Ухватившись одной рукой за камин, Марион взяла кочергу и хотела разбить окно, чтобы дать Брэнду знать, где она, но в этот момент мисс Каттер ворвалась в комнату с выпученными глазами и перекошенным от ярости лицом, и Марион поняла, что кочерга потребуется, чтобы защищаться.

– Ты никому ничего не расскажешь, потому что умрешь! – прошипела мисс Каттер свистящим шепотом. – Я заставлю тебя пожалеть о том, что ты приехала в Лонгбери.

Она ринулась вперед, и они сцепились, борясь за кочергу. Когда мисс Каттер вырвала у нее кочергу и занесла ее высоко над головой для удара, Марион со всей силы толкнула старуху, и та полетела прямо в камин. В мгновение ока пламя перекинулось на складки ее платья, и в ту же секунду мисс Каттер превратилась в огненный факел.

Пронзительно визжа, она вскочила и выбежала из комнаты. Покачиваясь, Марион пошла вслед за ней.

Брэнд услышал эти душераздирающие крики, и его сердце едва не остановилось. Он выскочил из буфетной и через кухню вылетел в холл.

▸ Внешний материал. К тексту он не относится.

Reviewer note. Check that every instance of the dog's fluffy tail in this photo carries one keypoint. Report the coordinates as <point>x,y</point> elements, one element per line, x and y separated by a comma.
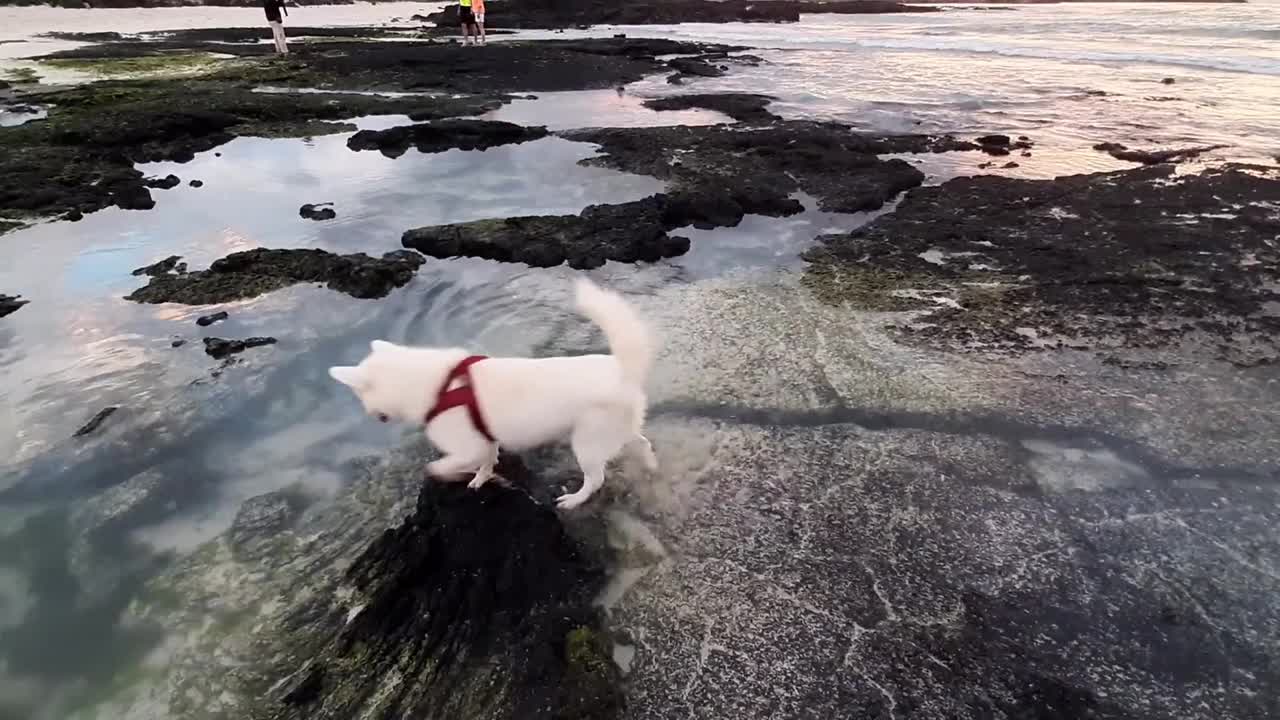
<point>627,335</point>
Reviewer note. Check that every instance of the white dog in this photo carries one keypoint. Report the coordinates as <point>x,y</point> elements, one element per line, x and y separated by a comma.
<point>472,405</point>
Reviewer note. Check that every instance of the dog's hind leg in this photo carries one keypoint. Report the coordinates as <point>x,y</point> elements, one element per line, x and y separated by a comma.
<point>644,449</point>
<point>595,441</point>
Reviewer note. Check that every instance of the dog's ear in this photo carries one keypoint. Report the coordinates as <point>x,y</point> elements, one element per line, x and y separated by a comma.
<point>348,376</point>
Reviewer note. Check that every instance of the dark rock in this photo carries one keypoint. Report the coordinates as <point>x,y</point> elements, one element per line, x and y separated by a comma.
<point>548,14</point>
<point>743,106</point>
<point>259,523</point>
<point>95,422</point>
<point>205,320</point>
<point>755,171</point>
<point>219,347</point>
<point>10,304</point>
<point>629,232</point>
<point>1106,259</point>
<point>128,196</point>
<point>318,212</point>
<point>1125,364</point>
<point>256,272</point>
<point>694,67</point>
<point>443,135</point>
<point>1000,145</point>
<point>170,264</point>
<point>484,592</point>
<point>734,173</point>
<point>163,183</point>
<point>83,158</point>
<point>1153,156</point>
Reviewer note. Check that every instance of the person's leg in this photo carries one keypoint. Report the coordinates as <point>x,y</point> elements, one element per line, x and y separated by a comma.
<point>278,36</point>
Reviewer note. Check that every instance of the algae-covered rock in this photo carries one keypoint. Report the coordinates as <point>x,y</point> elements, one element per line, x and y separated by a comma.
<point>1137,259</point>
<point>627,232</point>
<point>443,135</point>
<point>476,606</point>
<point>256,272</point>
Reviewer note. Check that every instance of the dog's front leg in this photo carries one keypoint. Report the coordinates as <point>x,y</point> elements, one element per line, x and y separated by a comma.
<point>485,473</point>
<point>449,466</point>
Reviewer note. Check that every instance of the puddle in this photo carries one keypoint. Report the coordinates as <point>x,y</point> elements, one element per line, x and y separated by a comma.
<point>1059,468</point>
<point>598,108</point>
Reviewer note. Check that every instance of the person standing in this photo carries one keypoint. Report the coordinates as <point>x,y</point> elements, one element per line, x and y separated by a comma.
<point>273,18</point>
<point>478,13</point>
<point>466,16</point>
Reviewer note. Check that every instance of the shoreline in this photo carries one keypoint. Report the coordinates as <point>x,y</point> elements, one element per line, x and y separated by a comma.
<point>905,487</point>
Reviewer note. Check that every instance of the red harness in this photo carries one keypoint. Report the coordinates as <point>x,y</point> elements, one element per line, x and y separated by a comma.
<point>461,396</point>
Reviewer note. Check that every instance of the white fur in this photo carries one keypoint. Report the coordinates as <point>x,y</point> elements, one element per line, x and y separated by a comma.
<point>597,401</point>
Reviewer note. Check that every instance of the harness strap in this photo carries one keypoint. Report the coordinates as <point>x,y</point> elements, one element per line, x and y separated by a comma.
<point>462,396</point>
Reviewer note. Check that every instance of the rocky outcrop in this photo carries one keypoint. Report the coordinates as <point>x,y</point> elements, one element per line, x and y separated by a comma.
<point>257,272</point>
<point>722,165</point>
<point>478,605</point>
<point>548,14</point>
<point>10,304</point>
<point>318,212</point>
<point>630,232</point>
<point>1141,258</point>
<point>743,106</point>
<point>717,174</point>
<point>1153,156</point>
<point>95,422</point>
<point>443,135</point>
<point>220,349</point>
<point>82,159</point>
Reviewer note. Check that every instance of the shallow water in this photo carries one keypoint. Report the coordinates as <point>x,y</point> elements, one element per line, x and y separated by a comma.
<point>274,419</point>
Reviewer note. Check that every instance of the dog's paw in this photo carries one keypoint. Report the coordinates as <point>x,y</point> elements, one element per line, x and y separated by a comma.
<point>570,501</point>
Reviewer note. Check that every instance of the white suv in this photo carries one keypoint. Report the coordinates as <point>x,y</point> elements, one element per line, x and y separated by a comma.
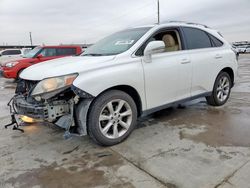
<point>127,75</point>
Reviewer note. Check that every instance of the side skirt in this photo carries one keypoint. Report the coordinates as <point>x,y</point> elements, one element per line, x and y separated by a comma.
<point>152,110</point>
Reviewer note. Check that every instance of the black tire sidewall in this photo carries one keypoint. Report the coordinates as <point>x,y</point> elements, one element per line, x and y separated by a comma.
<point>95,110</point>
<point>217,101</point>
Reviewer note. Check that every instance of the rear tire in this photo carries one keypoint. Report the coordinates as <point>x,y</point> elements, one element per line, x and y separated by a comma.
<point>221,90</point>
<point>111,118</point>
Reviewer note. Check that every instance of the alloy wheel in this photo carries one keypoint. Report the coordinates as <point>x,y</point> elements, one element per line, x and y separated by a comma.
<point>115,118</point>
<point>223,89</point>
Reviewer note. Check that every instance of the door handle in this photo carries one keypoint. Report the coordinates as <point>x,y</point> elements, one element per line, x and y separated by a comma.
<point>185,61</point>
<point>218,56</point>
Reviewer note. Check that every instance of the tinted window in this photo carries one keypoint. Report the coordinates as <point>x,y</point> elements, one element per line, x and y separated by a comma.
<point>11,52</point>
<point>196,38</point>
<point>216,42</point>
<point>175,41</point>
<point>66,51</point>
<point>48,52</point>
<point>116,43</point>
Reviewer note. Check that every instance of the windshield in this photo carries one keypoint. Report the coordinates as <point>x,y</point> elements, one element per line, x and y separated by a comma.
<point>32,53</point>
<point>116,43</point>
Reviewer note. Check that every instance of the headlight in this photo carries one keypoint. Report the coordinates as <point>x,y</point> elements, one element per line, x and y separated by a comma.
<point>51,84</point>
<point>11,64</point>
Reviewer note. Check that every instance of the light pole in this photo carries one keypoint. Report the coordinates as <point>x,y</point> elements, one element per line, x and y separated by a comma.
<point>158,11</point>
<point>31,40</point>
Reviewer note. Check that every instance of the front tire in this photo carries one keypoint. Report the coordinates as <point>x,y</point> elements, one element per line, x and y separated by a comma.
<point>112,117</point>
<point>221,90</point>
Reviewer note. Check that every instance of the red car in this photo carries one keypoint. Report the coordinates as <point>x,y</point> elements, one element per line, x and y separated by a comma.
<point>37,55</point>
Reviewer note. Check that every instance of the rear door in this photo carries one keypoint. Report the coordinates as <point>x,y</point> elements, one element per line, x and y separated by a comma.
<point>205,57</point>
<point>168,75</point>
<point>48,54</point>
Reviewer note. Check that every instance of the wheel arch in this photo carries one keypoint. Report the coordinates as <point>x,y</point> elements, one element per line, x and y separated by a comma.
<point>230,73</point>
<point>132,92</point>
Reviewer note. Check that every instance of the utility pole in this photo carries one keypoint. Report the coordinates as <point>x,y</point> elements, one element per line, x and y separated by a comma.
<point>31,40</point>
<point>158,11</point>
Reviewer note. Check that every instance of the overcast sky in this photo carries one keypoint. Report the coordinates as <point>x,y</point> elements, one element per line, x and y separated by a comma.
<point>86,21</point>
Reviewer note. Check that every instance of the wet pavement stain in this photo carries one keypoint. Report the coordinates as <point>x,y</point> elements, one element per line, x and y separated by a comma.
<point>224,126</point>
<point>73,173</point>
<point>55,176</point>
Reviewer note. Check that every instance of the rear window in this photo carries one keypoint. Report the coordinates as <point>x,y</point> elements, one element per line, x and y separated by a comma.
<point>196,38</point>
<point>66,51</point>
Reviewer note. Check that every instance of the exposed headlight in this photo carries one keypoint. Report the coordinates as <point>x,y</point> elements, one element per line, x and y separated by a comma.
<point>52,84</point>
<point>11,64</point>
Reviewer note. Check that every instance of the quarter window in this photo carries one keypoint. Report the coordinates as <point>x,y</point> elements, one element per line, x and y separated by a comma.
<point>11,52</point>
<point>66,51</point>
<point>196,38</point>
<point>216,42</point>
<point>48,52</point>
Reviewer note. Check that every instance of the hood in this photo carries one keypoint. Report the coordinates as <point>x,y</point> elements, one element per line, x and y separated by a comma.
<point>64,66</point>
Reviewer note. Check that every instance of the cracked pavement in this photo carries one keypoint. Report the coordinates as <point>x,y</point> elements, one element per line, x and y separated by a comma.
<point>196,146</point>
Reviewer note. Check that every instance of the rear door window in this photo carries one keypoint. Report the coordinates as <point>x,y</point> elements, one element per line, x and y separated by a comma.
<point>196,38</point>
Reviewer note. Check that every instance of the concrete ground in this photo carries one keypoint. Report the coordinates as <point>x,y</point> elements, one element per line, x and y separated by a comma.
<point>197,146</point>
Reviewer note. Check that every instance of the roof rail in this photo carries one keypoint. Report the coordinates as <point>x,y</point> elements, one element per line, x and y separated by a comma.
<point>191,23</point>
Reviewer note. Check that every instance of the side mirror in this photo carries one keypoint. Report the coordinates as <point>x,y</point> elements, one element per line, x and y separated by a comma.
<point>39,56</point>
<point>154,47</point>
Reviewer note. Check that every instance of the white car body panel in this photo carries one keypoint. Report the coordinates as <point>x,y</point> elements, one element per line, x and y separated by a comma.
<point>167,78</point>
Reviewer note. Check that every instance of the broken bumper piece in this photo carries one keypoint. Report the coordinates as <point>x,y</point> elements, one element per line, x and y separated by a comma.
<point>47,112</point>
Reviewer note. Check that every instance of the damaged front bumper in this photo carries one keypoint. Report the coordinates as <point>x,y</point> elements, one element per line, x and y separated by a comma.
<point>60,108</point>
<point>47,112</point>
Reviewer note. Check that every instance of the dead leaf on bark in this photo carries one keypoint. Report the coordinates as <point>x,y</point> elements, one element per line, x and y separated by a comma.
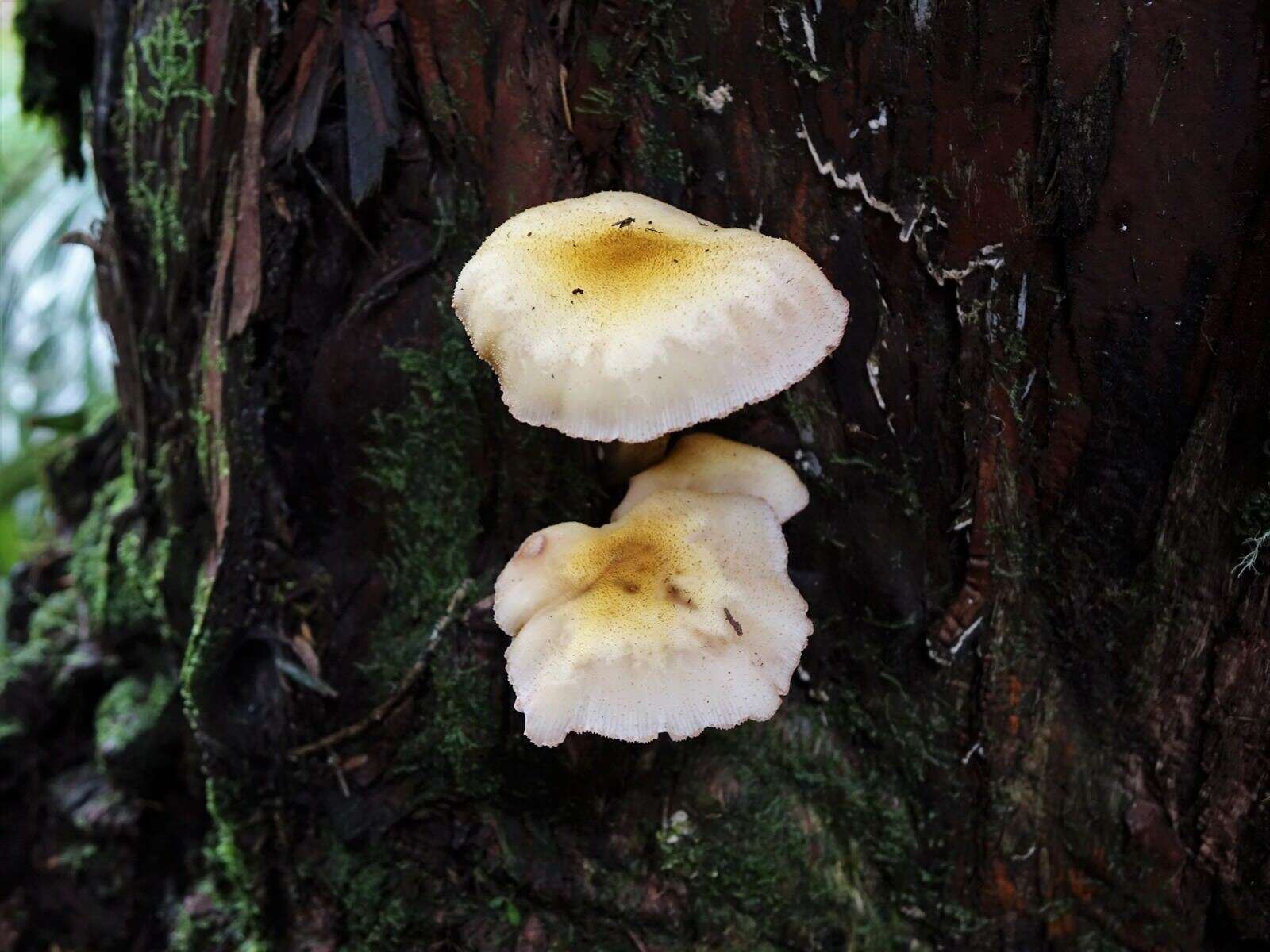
<point>298,121</point>
<point>374,121</point>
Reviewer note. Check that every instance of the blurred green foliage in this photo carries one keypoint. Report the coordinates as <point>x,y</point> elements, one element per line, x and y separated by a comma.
<point>55,357</point>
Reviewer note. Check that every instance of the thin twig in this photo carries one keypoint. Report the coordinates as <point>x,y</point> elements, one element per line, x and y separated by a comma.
<point>408,682</point>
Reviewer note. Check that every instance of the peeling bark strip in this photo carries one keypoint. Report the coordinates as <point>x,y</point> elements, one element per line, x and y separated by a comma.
<point>247,241</point>
<point>1051,220</point>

– Марион! – крикнул он. – Марион!

При виде представшего ему зрелища он остановился как вкопанный. На верху лестницы маленькая фигура, охваченная пламенем, на секунду задержалась перед тем, как сделать шаг вниз. Она размахивала руками, отчаянно пытаясь сбить пламя. Брэнд шагнул вперед, на ходу снимая сюртук, но прямо на его глазах мисс Каттер оступилась и кубарем скатилась с лестницы.

Брэнд сюртуком погасил пламя. Мисс Каттер издала предсмертный хрип и затихла.

– Брэнд?

Он посмотрел вверх. Марион стояла на верху лестницы и едва держалась на ногах. Перескакивая через две ступеньки, Брэнд подлетел к ней и обнял. Он прижимал ее к себе и повторял ее имя снова и снова.

Спустя мгновение она вырвалась из его рук.

– Мисс Каттер?

– Боюсь, она мертва. Марион покачала головой:

– Не проси меня сожалеть о ней. Ни сегодня, ни завтра. Возможно, никогда.

– Не буду, – успокоил он.

– Я должна сказать тебе что-то важное.

– Что, любимая?

Ее лицо сморщилось.

– Мне кажется, меня сейчас стошнит.

Двадцать минут спустя она была в своей комнате в Прайори, но Брэнд не позволил ей лечь в кровать. Он заставлял ее пить чашку за чашкой горький кофе и водил по комнате, не давая уснуть. Только когда прибыл доктор Хардкасл, ей было позволено лечь в постель. Она слышала слова доктора: действие снотворного могло быть гораздо хуже, хотя, безусловно, не смертельно, если бы ее не вырвало после той ужасной сцены в коттедже.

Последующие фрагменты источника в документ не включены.